# Demo 02: Python and Working with Data

In this notebook we'll see some more Python and some more advanced functions for working with data! As we discussed in class, data is the cornerstone of most machine learning / artificial intelligence models so we need to understand how to access and use that data.

In the last class we saw a few examples of how to store data in variables in Python, let's quickly review.

First, if we only want to store a single value, we can create a variable to hold any type of data: a number, a word, or even a whole Python program!

In [None]:
# A quick thing I forgot, this is a comment, it's words in a code block that
# aren't code. We use the little # to set them off and they should be green.
# Things that aren't green, are executable code!

new_variable = 12

print(new_variable)

Recall that making a variable creates a space in the computer memory where we can store things. When we put something new in that box, then we lose what was there... unless we explicitly tell Python to update the value of that variable.

In [None]:
new_variable = 22

print(new_variable)


In [None]:
new_variable = new_variable + 5

print(new_variable)

We also quickly saw something called a *list*, which is a type of variable that can hold other variables, in a fixed order. So if we want to keep track of a list of words where order matters, we can use a list.

In [None]:
my_words = ["this", "is", "a", "list", "of", "words"]

print(my_words)

We can add words to this list by updating it, the same as we did with the variables above.

In [None]:
my_words = my_words + ["new", "words"]

print(my_words)

Now we need one more thing that will help us out, it's a type of container called a dictionary. It let's us store lots of values with names, and get them back whenever we want.

In [None]:
# Start a dict

new_dictionary = {"students": 10,
                  "others": 20}

In [None]:
print(new_dictionary)

In [None]:
print(new_dictionary["students"])

These are very cool as they let us keep track of things in an un-ordered way (consider that lists are ordered) and we can keep all kinds of things in there, not just numbers!

In [None]:
new_dictionary["a new one"] = "this is a string"
print(new_dictionary)

So, let's pause for a second and thing about how we'd build a DFA if we wanted to count all the words in a list..
.
.
.
.
.
.
.
.




...


...


...


Let's start by iterating over the list...we're going to use a special word called enumerate that gives us both the position and the value of a list. We'll come back to these details again later.

In [None]:
for number, word in enumerate(my_words):
  print("The " + str(number) + " word in the list is: " + word)

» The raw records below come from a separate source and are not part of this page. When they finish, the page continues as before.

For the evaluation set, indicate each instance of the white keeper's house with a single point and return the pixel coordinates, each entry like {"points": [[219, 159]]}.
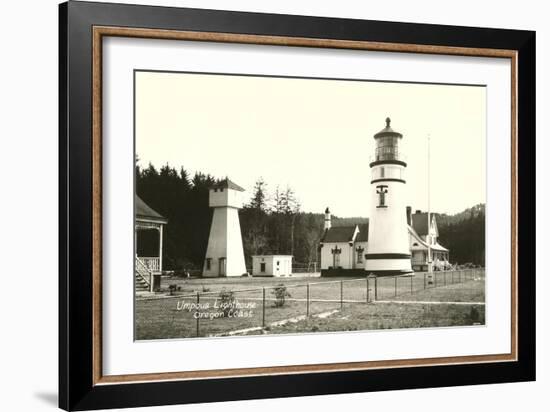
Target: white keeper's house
{"points": [[393, 241]]}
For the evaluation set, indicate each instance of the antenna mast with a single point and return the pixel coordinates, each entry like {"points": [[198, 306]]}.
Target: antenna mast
{"points": [[429, 236]]}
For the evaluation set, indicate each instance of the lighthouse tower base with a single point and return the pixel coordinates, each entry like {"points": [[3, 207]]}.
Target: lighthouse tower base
{"points": [[389, 264]]}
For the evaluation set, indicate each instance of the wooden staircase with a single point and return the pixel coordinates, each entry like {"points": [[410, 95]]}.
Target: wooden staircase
{"points": [[143, 277]]}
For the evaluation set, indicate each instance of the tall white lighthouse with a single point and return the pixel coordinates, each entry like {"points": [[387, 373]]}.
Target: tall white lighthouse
{"points": [[224, 254], [388, 248]]}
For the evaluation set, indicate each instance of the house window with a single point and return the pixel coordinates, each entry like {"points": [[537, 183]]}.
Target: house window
{"points": [[336, 256]]}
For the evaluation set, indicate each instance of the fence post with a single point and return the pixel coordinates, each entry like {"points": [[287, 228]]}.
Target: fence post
{"points": [[307, 300], [263, 307], [198, 321]]}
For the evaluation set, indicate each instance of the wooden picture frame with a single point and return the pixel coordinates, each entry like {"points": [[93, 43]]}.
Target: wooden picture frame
{"points": [[82, 386]]}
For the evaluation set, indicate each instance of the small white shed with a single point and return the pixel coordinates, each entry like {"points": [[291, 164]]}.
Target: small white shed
{"points": [[272, 265]]}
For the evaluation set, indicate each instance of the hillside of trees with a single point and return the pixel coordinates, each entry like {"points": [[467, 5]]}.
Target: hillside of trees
{"points": [[464, 235], [272, 222]]}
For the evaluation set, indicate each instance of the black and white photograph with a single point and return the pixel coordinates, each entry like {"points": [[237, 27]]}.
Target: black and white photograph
{"points": [[284, 205]]}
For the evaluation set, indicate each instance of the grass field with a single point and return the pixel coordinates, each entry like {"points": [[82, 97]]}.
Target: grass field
{"points": [[163, 317]]}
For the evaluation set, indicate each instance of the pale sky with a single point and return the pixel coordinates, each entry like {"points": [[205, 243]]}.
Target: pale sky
{"points": [[315, 135]]}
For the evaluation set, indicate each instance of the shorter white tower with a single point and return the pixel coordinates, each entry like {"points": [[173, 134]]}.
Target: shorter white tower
{"points": [[388, 247], [327, 219], [224, 254]]}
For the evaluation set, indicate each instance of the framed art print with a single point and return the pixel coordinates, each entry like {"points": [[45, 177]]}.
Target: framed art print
{"points": [[259, 205]]}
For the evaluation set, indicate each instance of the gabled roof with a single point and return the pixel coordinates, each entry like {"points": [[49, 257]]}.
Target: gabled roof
{"points": [[420, 223], [422, 244], [144, 211], [339, 234], [227, 184]]}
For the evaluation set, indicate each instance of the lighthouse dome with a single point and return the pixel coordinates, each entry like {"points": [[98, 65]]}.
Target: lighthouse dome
{"points": [[387, 131]]}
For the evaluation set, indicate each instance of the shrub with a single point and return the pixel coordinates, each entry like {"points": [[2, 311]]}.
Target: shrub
{"points": [[281, 294], [227, 301]]}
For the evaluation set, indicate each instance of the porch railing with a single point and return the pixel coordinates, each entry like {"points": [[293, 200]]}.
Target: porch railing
{"points": [[143, 272]]}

So with the above we can start to think about how we might go over a list of words and keep track of how many times those words appear. Let's think about the DFA for this......


...

...



...



...



...


...

Yep, we need a new dictionary and we can increment all the values as we see them in the "box" or list of words. We needed a little if statement there, we'll come back to these but trust me for now this works!





In [None]:
all_words = ["this", "is", "a", "list", "of", "words", "words", "of", "list", "kiss"]
counting_dict = {} # empty dictionary

for word in all_words:
    if word in counting_dict:
        counting_dict[word] += 1
    else:
        counting_dict[word] = 1

In [None]:
print(counting_dict)

# Working with Data from the Internet!

Now consider that we want to read a lot of books... really fast. Well, we don't want to type them in one at a time, that would take to long.

Luckily we learned about ASCII and the way that text is encoded like any other data. So we might want to read a classic, like Huck Finn, which is available on a website called [Project Gutenberg](https://www.gutenberg.org/ebooks/76).

There are a lot of different versions of that file. Some are for a Kindle, some are for other devices. At the end of the day they all use binary to represent the information, just in different ways! That's why we have file extensions in the first place: to tell us how the data in the file is organized.

We're interested in the most basic type of data, with no fancy formatting or anything else, which is called UTF-8, which we learned about a few weeks ago. As we can see there is a [UTF-8 version of Huck Finn](https://www.gutenberg.org/cache/epub/76/pg76.txt)

So the first thing we need to do is download that data and store it all in a variable. For now we'll do like above and store it in one single variable.


In [None]:
# First, I just want to show you that for any value we can show it in binary,
# because this is all binary under the hood.

s = "this is a string"
' '.join("{:8b}".format(ord(c)) for c in s)

In [None]:
# or in Hex... if you go back to the lecture with the ASCII table, you'll see
# these are the same letters!

' '.join("{:02x}".format(ord(c)) for c in s)

In [None]:
# Load up URL Lib and read all the data into one variable.

from urllib.request import urlopen
huck_finn_url = "https://www.gutenberg.org/cache/epub/76/pg76.txt"
huck_finn_text = urlopen(huck_finn_url).read().decode()
print(huck_finn_text)

In [None]:
# That's not great, we need to break up all the words...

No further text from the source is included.